Foster Swift Health Care Law E-News
February 6, 2015
Final Regulations now provide guidance on how hospitals maintain their tax exemption under Internal Revenue Code Section 501(r). Section 501(r) was added to the Internal Revenue Code (“Code”) by the Patient Protection and Affordable Care Act (“ACA”) in 2010. A hospital loses its tax exemption under Code Section 501(c)(3) if the hospital:
- Does not meet the community health needs assessment (“CHNA”) requirements of Section 501(r)(3),
- Does not meet the financial assistance policy (“FAP”) requirements of Section 501(r)(4),
- Does not comply with Section 501(r)(5), which requires that patient charges for emergency or other medically necessary care under FAP do not exceed the amounts generally billed to individuals who have insurance covering such care, and
- Fails to meet the billing and collection restrictions of Section 501(r)(6) prohibiting extraordinary collection activities before the hospital has made reasonable efforts to determine whether the patient is eligible for assistance under the financial assistance policy.
The ACA also added Section 4959 which imposed a $50,000 excise tax on a hospital organization that failed to meet the community health needs assessment for any taxable year.
After a series of IRS issued notices and proposed rule-making published in the federal register, the Service has now published, on December 31, 2014, final regulations to provide guidance on the requirements of Section 501(r). The final regulations are imposed on each hospital for its first taxable year beginning after December 29, 2015. Prior to that date a hospital may rely on the 2012 and 2013 proposed regulations. The final regulations apply to all hospital organizations who seek to be recognized as exempt under Section 501(c)(3) including government hospital organizations. Many government organizations do not have to file a Form 990 or include any CHNA related information within Form 990, but these organizations still must make their CHNA reports and FAP reports widely available on a website.

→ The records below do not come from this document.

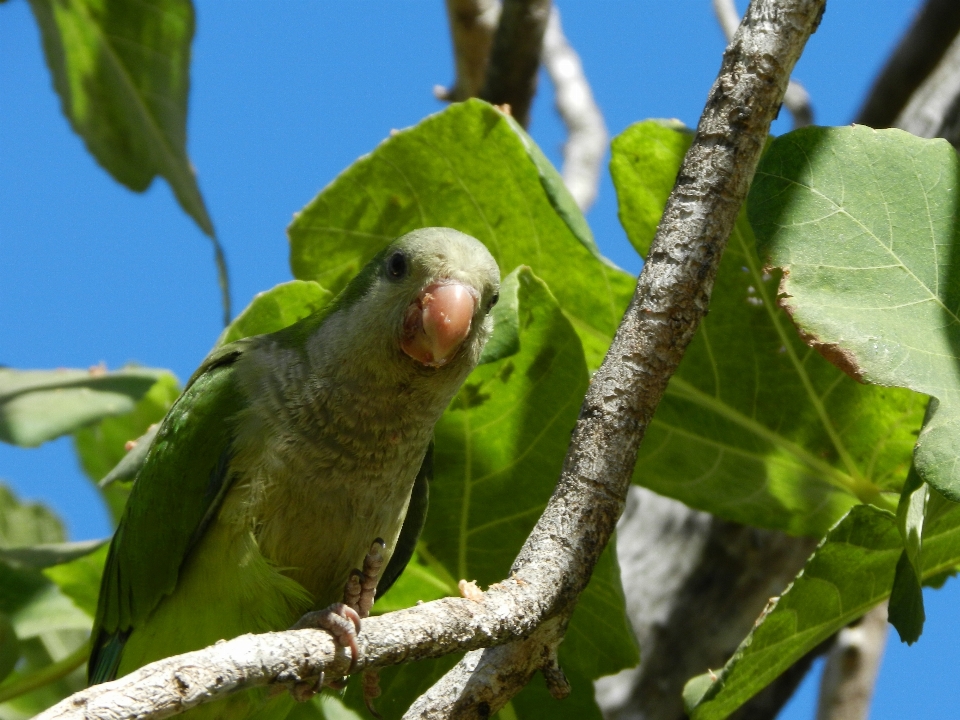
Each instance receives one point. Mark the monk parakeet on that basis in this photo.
(287, 455)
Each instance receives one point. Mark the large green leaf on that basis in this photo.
(276, 308)
(122, 71)
(864, 224)
(42, 629)
(105, 446)
(851, 572)
(40, 405)
(499, 450)
(472, 168)
(755, 426)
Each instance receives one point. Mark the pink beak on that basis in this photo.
(437, 322)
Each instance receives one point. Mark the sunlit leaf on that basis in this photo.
(755, 426)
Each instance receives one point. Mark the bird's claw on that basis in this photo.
(361, 588)
(341, 621)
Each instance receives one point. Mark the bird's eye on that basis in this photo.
(397, 265)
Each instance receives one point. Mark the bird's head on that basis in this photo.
(427, 296)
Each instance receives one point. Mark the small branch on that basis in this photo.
(472, 25)
(515, 56)
(223, 279)
(918, 53)
(934, 109)
(556, 561)
(851, 669)
(694, 585)
(586, 132)
(796, 99)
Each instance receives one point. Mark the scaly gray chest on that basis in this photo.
(329, 465)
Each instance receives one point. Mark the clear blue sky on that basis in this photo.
(284, 96)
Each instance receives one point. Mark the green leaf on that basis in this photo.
(472, 168)
(499, 450)
(26, 523)
(47, 555)
(851, 572)
(755, 426)
(864, 225)
(122, 71)
(905, 611)
(9, 647)
(103, 447)
(79, 579)
(40, 405)
(277, 308)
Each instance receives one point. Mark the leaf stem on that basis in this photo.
(45, 675)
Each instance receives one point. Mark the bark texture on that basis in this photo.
(852, 666)
(555, 563)
(694, 585)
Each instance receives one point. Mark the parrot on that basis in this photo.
(289, 458)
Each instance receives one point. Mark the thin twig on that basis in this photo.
(515, 56)
(586, 132)
(917, 54)
(556, 561)
(796, 99)
(934, 109)
(223, 279)
(472, 25)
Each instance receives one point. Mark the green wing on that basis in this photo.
(177, 492)
(412, 525)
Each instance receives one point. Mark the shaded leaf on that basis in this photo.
(277, 308)
(755, 426)
(851, 572)
(9, 647)
(47, 555)
(122, 71)
(864, 224)
(40, 405)
(102, 447)
(471, 168)
(26, 523)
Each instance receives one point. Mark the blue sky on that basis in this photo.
(284, 96)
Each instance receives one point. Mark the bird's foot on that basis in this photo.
(341, 621)
(371, 690)
(361, 588)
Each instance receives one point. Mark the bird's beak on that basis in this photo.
(437, 322)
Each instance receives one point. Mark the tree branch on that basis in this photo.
(695, 585)
(555, 563)
(796, 99)
(934, 109)
(917, 54)
(472, 25)
(586, 132)
(852, 666)
(515, 56)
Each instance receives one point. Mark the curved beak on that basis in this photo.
(437, 322)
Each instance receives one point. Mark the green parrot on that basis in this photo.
(286, 456)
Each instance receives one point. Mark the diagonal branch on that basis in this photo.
(797, 99)
(515, 56)
(917, 54)
(555, 563)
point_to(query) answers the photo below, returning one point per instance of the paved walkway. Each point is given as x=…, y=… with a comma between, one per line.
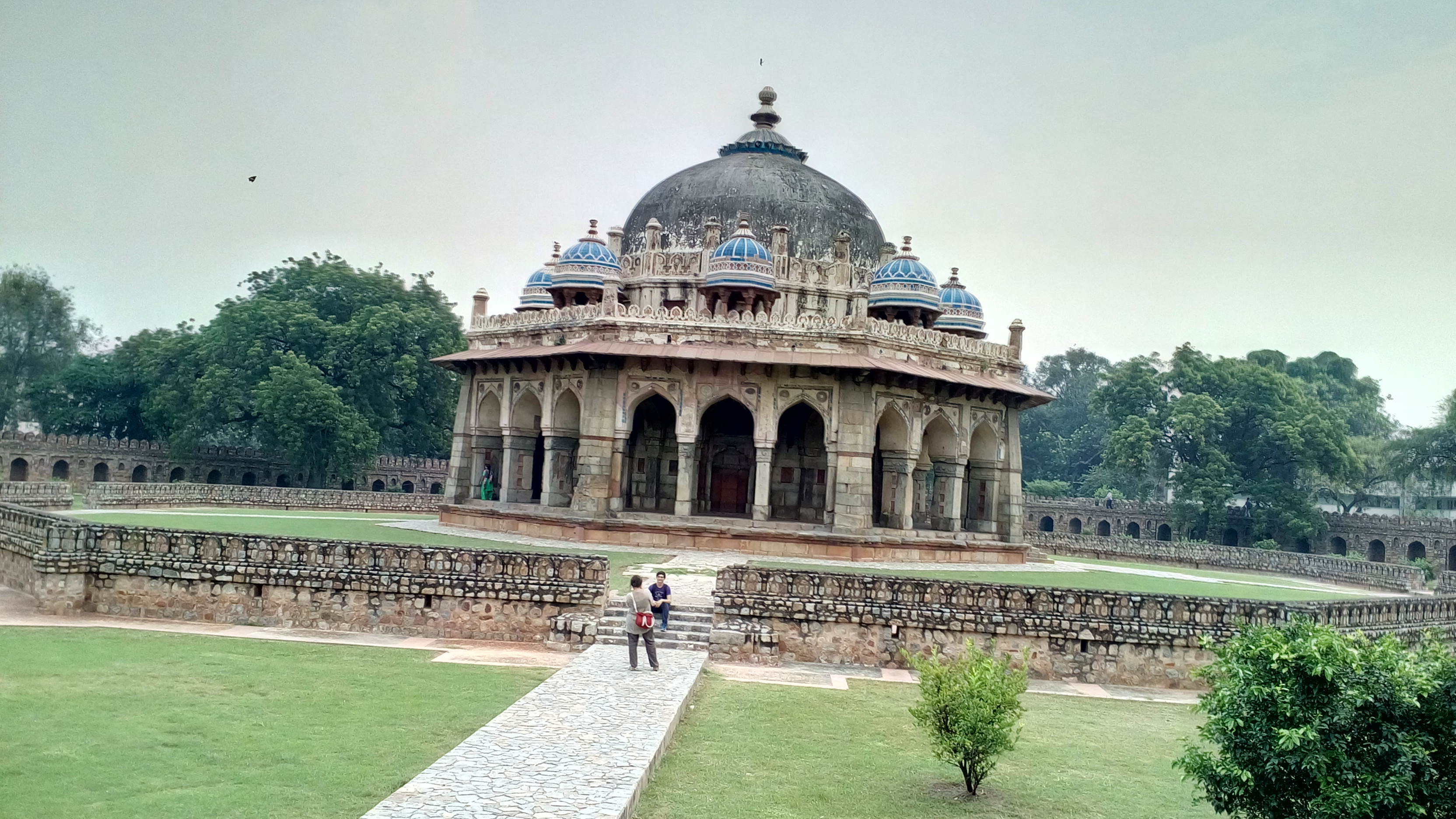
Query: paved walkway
x=580, y=745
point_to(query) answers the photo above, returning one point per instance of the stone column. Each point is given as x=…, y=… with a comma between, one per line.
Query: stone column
x=763, y=466
x=548, y=468
x=686, y=479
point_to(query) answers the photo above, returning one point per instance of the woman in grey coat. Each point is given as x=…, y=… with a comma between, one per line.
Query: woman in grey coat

Accountable Care Organizations (“ACOs”) do not have to comply with the Section 501(r) requirements but it is permissible for multiple hospital facilities to have identical FAPs and other policies as long as they clearly indicate that the policies are applicable to each facility. In addition, separate hospitals, if they define their community the same, may conduct a joint CHNA and adopt a joint implementation strategy addressing the health needs identified in the common community.
The failure to satisfy the final regulations implementing Section 501(r) ultimately may cause the revocation of a hospital’s exempt status. The IRS will consider all relevant facts and circumstances involving the failure including:
- Whether the organization has previously failed to meet the requirements,
- The size, scope, nature and significance of the failure,
- If the hospital operates more than one hospital facility, the number, size and significance of the facilities that failed to meet the requirements,
- The reason for the failure,
- Whether the organization had prior to the failures established practices or procedures reasonably designed to promote and facilitate overall compliance,
- Whether the practices or procedures had been routinely followed and the failures occurred through an oversight or mistake in applying them,
- Whether the organization has implemented safeguards that are reasonably calculated to prevent similar failures,
- Whether the organization corrected the failures as promptly after discovery as is reasonable, and
- Whether the hospital implemented safeguards to prevent similar failures prior to the discovery by the IRS.
In general, an omission from a required reporting policy or error in implementation or operational requirements, if the omission or error was minor and either inadvertent or due to reasonable cause, will not be considered a failure to meet the final regulations.
It is possible under the final regulations that a hospital system that operates more than one hospital facility may fail to meet one or more of the requirements of Section 501(r) with respect to one hospital facility yet still keep the tax exemption for the overall organization by paying a corporate hospital facility tax on income derived from the non-compliant hospital facility during the taxable year of non-compliance. In addition, the operation of the non-compliant hospital facility will not be considered an unrelated trade or business described in Section 513 and shall not by itself affect the tax exempt status of bonds issued to finance the non-compliant hospital facility.
We encourage all of our hospital clients to review the final regulations to see if any hospital policies need to be changed or modified in light of the new regulations. We will publish future newsletters that comment on each requirement of Code Section 501(r).